To start off project 2, Michael arranged for our class to visit Singapore’s National Design Centre. The field trip helped us to observe the various types of design practices that has taken place in our country, from past to present. There were many disciplines displayed there including; Visual Communications (VC), Product and Industrial Design (PI), Fashion and Accessories (FA), Environmental Design (EN). Having exposure to the many fields of design, within a single space,  allowed for us to compare an assortment of products and images deriving from different eras, as Singapore’s growth became more evident.
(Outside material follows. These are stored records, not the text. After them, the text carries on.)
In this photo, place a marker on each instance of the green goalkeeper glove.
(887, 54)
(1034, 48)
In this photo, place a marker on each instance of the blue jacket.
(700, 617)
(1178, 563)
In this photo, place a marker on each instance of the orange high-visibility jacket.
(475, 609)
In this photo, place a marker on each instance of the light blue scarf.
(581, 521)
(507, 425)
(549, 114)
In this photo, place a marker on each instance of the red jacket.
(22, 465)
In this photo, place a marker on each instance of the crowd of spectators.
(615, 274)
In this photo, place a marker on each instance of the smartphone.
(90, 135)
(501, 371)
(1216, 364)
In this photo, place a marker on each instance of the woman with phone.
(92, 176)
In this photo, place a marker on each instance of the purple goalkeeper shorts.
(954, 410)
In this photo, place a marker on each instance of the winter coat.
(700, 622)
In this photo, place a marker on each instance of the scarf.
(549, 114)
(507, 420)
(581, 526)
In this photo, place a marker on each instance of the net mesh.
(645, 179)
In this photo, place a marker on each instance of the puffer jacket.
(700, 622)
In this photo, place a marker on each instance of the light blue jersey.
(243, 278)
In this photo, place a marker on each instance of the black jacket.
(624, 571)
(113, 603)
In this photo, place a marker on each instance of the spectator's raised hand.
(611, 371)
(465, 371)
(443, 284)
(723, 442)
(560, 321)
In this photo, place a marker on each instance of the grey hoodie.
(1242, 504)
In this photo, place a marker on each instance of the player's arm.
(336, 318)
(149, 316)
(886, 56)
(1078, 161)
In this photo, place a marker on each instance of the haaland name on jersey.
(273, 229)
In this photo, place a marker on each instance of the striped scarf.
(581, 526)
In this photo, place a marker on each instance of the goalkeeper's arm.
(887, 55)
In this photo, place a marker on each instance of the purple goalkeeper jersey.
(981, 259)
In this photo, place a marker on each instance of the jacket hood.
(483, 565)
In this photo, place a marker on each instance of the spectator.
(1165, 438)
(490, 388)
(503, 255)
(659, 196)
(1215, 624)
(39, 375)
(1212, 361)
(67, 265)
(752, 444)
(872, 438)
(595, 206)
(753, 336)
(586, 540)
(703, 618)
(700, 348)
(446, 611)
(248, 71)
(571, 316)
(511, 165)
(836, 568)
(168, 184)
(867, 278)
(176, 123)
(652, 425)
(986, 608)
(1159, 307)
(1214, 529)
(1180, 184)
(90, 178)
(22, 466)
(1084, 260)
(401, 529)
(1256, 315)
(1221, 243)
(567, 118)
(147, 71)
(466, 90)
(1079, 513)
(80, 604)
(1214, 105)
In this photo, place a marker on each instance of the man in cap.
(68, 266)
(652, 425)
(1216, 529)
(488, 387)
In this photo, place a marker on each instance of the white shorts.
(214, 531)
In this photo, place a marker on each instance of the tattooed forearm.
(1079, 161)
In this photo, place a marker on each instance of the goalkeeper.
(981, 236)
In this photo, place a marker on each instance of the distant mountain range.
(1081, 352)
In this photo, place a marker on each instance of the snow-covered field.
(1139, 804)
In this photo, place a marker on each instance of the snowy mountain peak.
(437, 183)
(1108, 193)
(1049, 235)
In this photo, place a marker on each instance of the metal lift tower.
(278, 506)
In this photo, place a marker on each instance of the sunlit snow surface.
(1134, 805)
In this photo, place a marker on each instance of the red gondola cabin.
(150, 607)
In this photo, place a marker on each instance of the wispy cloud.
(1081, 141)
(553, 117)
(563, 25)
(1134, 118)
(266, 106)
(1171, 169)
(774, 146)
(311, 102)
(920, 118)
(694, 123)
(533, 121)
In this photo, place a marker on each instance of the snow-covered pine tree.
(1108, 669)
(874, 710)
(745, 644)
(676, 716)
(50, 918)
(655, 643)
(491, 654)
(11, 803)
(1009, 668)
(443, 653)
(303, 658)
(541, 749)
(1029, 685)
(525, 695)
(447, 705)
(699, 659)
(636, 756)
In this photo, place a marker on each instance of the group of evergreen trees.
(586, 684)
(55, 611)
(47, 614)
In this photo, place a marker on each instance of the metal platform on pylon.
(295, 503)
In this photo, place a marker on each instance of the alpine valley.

Through informational boards displayed at almost every corner of the exhibition space, we learnt about the historical context and thought process behind each concept. Attached below, are a collection of images displaying the different types of works that have been exhibited there.

 

 

 

 

Observations of the Design Scene/Practice

During my visit at the National Design Centre, I found that as Singapore rapidly developed into a country with a first world economy, the design approaches within different mediums, whether it be fashion, product design or others, had rapidly evolved in a parallel manner. It seemed as though the faster Singapore grew with stability, the quicker and more drastic the transitions were in methods of commercialisation. In the past, advertisements in the form of a graphic poster were simple and would often be cut to the point. Colors stayed more muted and were not as eye catching, during Singapore’s earliest years within the design scene. As Singapore’s arts and cultural scene grew more significant, stable, and relevant to the country’s economical well-being, promotional posters were turned up a notch with the use of more appealing effects such as changing up the scale of things, interesting font usage and colors that popped up at the viewer. Photomontages also allowed for the combination of unusual paring of objects which brought interest to the public’s eye. Products which were designed in Singapore’s past were relatable for that specific time period; designs played with the ideas of being practical and convenient. Nowadays, slogans have to be short, sharp and catchy due to the short attention span of the public. It is getting increasingly difficult to produce designs that will make someone stop within their tracks before moving along in their busy lives. At the constant pace with which our country has advanced with, we start to pay attention towards factors such as environmental issues as it becomes an increasing problem that raises red flags within our nation.

 

Future Goals/Key Thrust

Singapore has been starting to focus more upon raising awareness and gearing themselves toward a problem-solving driven society the past decade. Similarly to the past years of design in Singapore history, design associated with now and the future will probably focus less on text and on more interesting image curation. Products including fashion, will be designed with more sustainable fabrics or materials in order to reduce cost and resource usage while informational posters will take the direction of providing more factual knowledge in order to keep up with our society’s increasing intake of information.

 

Possible Implications on Current Perception and Practice

It is possible that because of our increasing need to rapidly evolve to keep up with Singapore’s growth in general, we will start to lose focus in traditions, historical context and culture. Soon, all previous explorations of design may be lost due to the demand of ‘keeping up’ with the future. Our lack of education within the art scene of Singapore will prove to become a disadvantage as we start to lose sight of our country’s cultural past and values and as we start to focus too much on advancement. We may soon start to question what makes Singapore differ from other countries in the world.